The song was featured in the soundtrack to the 2013 documentary The Smash Brothers, highlighting the career of Ken Hoang and paying homage to The Big Lebowski.

The song was also used in S04E17 of How I Met Your Mother.

The song was used in a lighthearted ad series from Rocket Mortgage by Quicken Loans.

The song is featured in the 2020 movie The Mauritanian.

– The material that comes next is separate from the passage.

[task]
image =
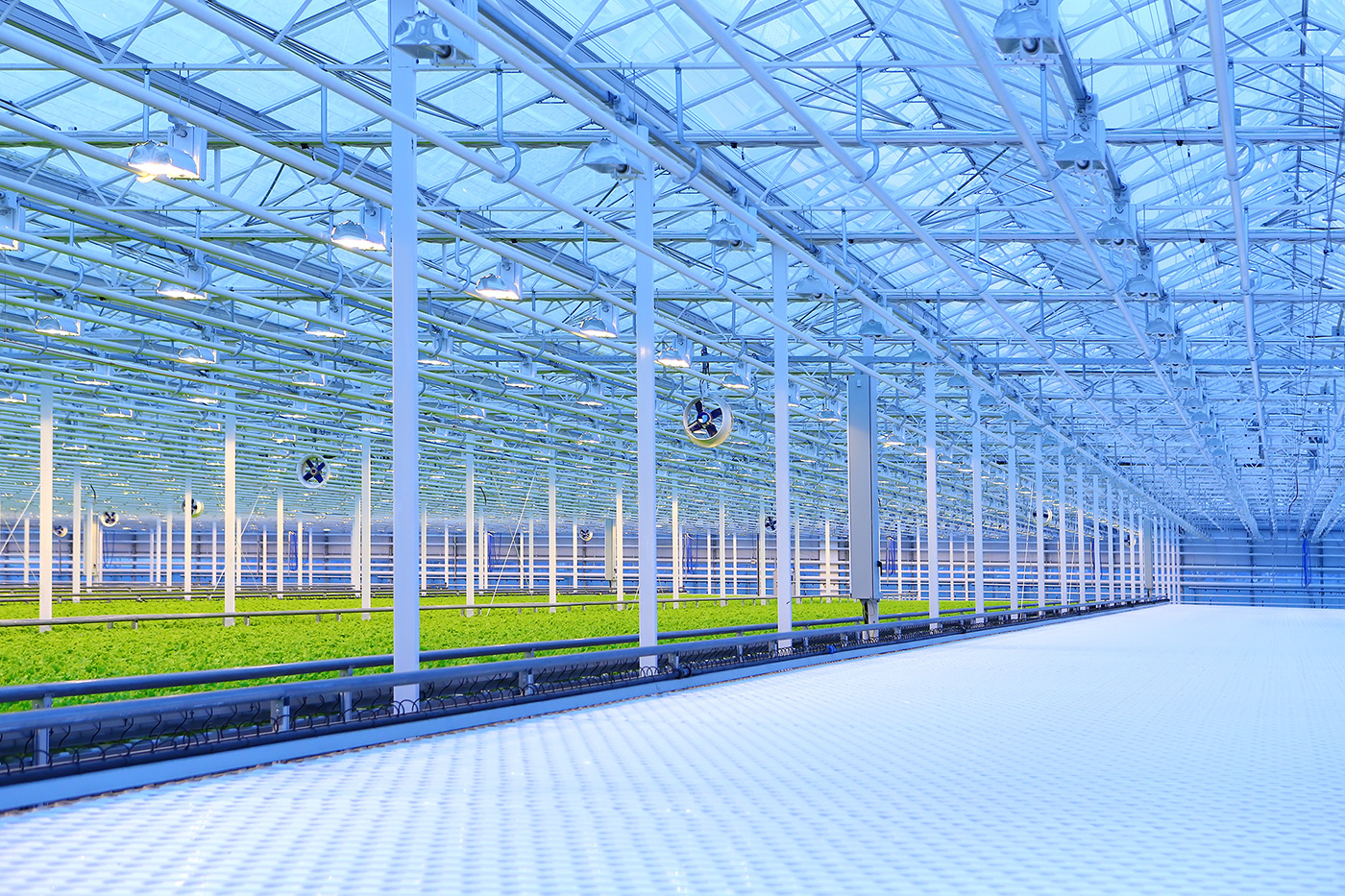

The song appears in season 3, episode 3 of Sex Education when Eric, Adam, Otis and Ruby go bowling.

==Notable covers==
In 1971, the song was covered by Lonnie Mack on his album The Hills of Indiana. That same year, the Persuasions featured the song a capella on their album Street Corner Symphony, and regularly in their live performances. In 1975, it was covered by London reggae band Matumbi, with another reggae version recorded by Joe Cocker the following year. The song was also covered by the Clash during sessions for the album that was to become London Calling (1979). It is available on The Vanilla Tapes. More recently, it was covered by alternative rock group Say Anything; a demo version of the cover features Chris Conley (of Saves the Day) on vocals. The song was sampled heavily in the closing track of Blarf's 2019 album Cease & Desist, "The Me in Me." It has also been covered by Al Kooper, David Bazan (who regularly plays it live), Jenoah, Vandaveer, Buffalo Tom, and My Morning Jacket. The song was covered by Emma Swift on her 2020 album Blonde on the Tracks. It was covered on McKendree Spring's 1972 album Tracks.

==Live performances==
Dylan played the song 155 times in concert between 1978 and 2011. It is the most frequently performed live song from New Morning.